Entsprechend turbulent könnte es in den kommenden Handelstagen zugehen. "Die Kluft aus negativer Realität und hohen Erwartungen könnte nicht größer sein", sagte Jan Gengel, Experte bei der Weberbank.

Am Freitag stieg der Dax um 1,2 Prozent auf 12.104 Punkte, auf Wochensicht bleibt dennoch ein Minus von fast sechs Prozent - nach einem Plus von knapp elf Prozent in der Woche davor. Für Unruhe sorgte zuletzt die US-Notenbank Fed, die einen skeptischen Konjunkturausblick präsentierte. Dazu kommen die derzeit hohen Bewertungen am Markt - der Index der US-Technologiebörse Nasdaq hatte erst vor wenigen Tagen ein Rekordhoch markiert. Zugleich seien aber die Gewinne der Firmen unter Druck, sagte Ewout van Schaick vom Vermögensverwalter NN Investment Partners. "Selbst wenn wir das Gewinnwachstum für dieses und das nächste Jahr mitberücksichtigen, bleibt das Bewertungsbild ungünstig."

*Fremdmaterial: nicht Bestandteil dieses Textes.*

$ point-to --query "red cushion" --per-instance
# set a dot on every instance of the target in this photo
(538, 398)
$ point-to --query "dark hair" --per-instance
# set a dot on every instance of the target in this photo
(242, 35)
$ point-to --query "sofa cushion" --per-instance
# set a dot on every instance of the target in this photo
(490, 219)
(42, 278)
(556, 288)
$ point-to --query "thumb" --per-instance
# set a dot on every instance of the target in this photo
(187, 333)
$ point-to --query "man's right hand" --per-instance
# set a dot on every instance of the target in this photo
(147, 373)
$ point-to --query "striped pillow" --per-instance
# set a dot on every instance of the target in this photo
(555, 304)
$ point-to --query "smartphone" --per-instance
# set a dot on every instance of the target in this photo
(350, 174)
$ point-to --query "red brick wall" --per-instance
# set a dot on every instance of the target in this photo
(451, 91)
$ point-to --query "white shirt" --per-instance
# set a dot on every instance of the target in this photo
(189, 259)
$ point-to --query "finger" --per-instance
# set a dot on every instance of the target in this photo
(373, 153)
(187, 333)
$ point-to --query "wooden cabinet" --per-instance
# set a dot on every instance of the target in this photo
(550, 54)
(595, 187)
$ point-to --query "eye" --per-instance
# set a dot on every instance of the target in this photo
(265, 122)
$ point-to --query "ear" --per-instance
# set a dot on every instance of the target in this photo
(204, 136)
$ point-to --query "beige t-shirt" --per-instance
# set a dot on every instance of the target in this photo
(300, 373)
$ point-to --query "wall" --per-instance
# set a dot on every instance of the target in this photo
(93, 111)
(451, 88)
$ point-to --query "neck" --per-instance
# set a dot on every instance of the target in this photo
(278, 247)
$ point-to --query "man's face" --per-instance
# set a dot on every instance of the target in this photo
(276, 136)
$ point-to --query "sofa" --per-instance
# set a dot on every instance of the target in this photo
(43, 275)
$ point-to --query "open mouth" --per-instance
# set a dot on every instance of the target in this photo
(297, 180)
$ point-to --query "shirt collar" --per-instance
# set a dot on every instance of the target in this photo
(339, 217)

Für das laufende Jahr sei ein Gewinnrückgang in den USA um mehr als 40 Prozent zu erwarten, sagte van Schaick. In Europa könne das Minus angesichts der höheren Konjunkturabhängigkeit und des geringeren Technologieniveaus sogar noch schlimmer ausfallen. "Die meisten Investoren haben das Jahr 2020 bereits abgeschrieben", sagte er. Erst Ende 2021 dürften die Gewinne wieder das Niveau von Ende 2019 erreichen.

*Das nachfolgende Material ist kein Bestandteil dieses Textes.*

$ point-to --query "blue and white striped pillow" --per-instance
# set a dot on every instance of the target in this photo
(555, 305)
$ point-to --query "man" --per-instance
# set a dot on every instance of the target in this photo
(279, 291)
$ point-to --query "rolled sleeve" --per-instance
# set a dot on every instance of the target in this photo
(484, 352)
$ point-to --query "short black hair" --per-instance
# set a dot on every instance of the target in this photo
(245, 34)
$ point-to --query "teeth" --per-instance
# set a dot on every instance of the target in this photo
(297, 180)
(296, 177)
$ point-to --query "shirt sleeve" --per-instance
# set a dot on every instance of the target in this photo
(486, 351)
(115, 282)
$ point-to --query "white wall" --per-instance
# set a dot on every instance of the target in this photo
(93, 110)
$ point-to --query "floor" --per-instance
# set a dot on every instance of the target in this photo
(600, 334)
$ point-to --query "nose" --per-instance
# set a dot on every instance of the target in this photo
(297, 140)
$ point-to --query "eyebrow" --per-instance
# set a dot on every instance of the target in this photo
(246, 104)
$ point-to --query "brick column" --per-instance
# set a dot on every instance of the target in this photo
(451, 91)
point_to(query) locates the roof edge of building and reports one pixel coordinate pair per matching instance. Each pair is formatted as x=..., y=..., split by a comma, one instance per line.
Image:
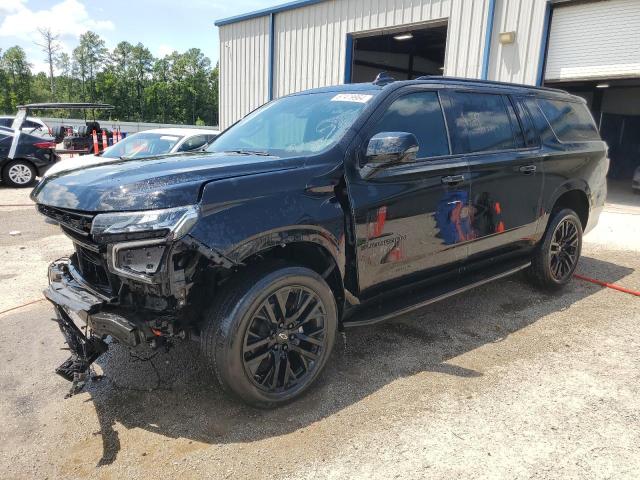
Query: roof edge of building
x=266, y=11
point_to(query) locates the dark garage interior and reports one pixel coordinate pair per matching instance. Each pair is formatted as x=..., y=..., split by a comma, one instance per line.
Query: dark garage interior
x=615, y=105
x=404, y=55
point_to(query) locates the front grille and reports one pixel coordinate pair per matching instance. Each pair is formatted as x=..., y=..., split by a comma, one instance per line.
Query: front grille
x=77, y=222
x=93, y=268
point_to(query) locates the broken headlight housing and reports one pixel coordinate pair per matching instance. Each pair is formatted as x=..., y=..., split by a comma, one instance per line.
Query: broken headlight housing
x=138, y=240
x=175, y=222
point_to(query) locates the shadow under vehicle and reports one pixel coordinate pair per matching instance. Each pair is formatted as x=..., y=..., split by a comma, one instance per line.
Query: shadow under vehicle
x=333, y=208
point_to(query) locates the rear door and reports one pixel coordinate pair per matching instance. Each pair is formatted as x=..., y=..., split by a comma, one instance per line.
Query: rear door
x=495, y=134
x=5, y=145
x=411, y=219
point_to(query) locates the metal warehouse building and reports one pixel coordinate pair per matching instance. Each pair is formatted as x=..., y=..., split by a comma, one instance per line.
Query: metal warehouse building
x=591, y=48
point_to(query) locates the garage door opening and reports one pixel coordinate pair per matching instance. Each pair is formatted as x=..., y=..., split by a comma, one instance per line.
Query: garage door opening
x=404, y=54
x=615, y=105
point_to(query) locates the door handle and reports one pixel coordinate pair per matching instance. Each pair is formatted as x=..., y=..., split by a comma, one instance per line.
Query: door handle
x=453, y=179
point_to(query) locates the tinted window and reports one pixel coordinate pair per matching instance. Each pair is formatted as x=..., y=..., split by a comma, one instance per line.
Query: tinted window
x=192, y=143
x=31, y=125
x=296, y=125
x=518, y=137
x=141, y=145
x=570, y=121
x=420, y=114
x=481, y=123
x=530, y=134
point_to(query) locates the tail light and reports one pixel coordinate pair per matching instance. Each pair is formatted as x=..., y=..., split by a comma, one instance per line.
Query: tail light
x=45, y=145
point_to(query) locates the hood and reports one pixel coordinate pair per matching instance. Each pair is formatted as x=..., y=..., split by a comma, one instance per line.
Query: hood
x=146, y=184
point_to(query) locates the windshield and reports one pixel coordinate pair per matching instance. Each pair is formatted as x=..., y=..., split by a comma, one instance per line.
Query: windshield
x=141, y=145
x=296, y=125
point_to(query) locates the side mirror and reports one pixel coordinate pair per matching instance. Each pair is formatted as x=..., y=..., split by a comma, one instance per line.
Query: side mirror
x=391, y=148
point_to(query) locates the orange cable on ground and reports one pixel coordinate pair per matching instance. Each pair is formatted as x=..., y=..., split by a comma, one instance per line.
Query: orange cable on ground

Von den großen Firmen präsentiert in der kommenden Woche Wirecard seine Geschäftszahlen. Diese dürften auf großes Interesse stoßen: Der Zahlungsabwickler legt am Donnerstag seinen mehrfach verschobenen Jahresabschluss vor. Gegen Wirecard wird wegen des Verdachts auf Marktmanipulation ermittelt. Investoren haben sich deshalb kritisch geäußert.

EU-GIPFEL IM BLICK


Hoffnung setzen Börsianer auf die Politik. Am Donnerstag und Freitag steht der nächste EU-Gipfel an. Die Staats- und Regierungschefs sollten sich dabei so schnell wie möglich auf eine gemeinsame Linie beim geplanten Wiederaufbaufonds einigen, sagte Robert Greil, Chefstratege bei der Privatbank Merck Finck. "Ansonsten sehe ich die Gefahr, dass ein zerstrittenes Europa sich wieder anfälliger für Zweifel hinsichtlich seiner Handlungsfähigkeit macht - gerade an der Börse. Gemeinsames solidarisches Handeln als Reaktion auf die Coronakrise wäre eine wirkungsvolle Medizin, um die konjunkturellen Wunden schnellstmöglich zu heilen."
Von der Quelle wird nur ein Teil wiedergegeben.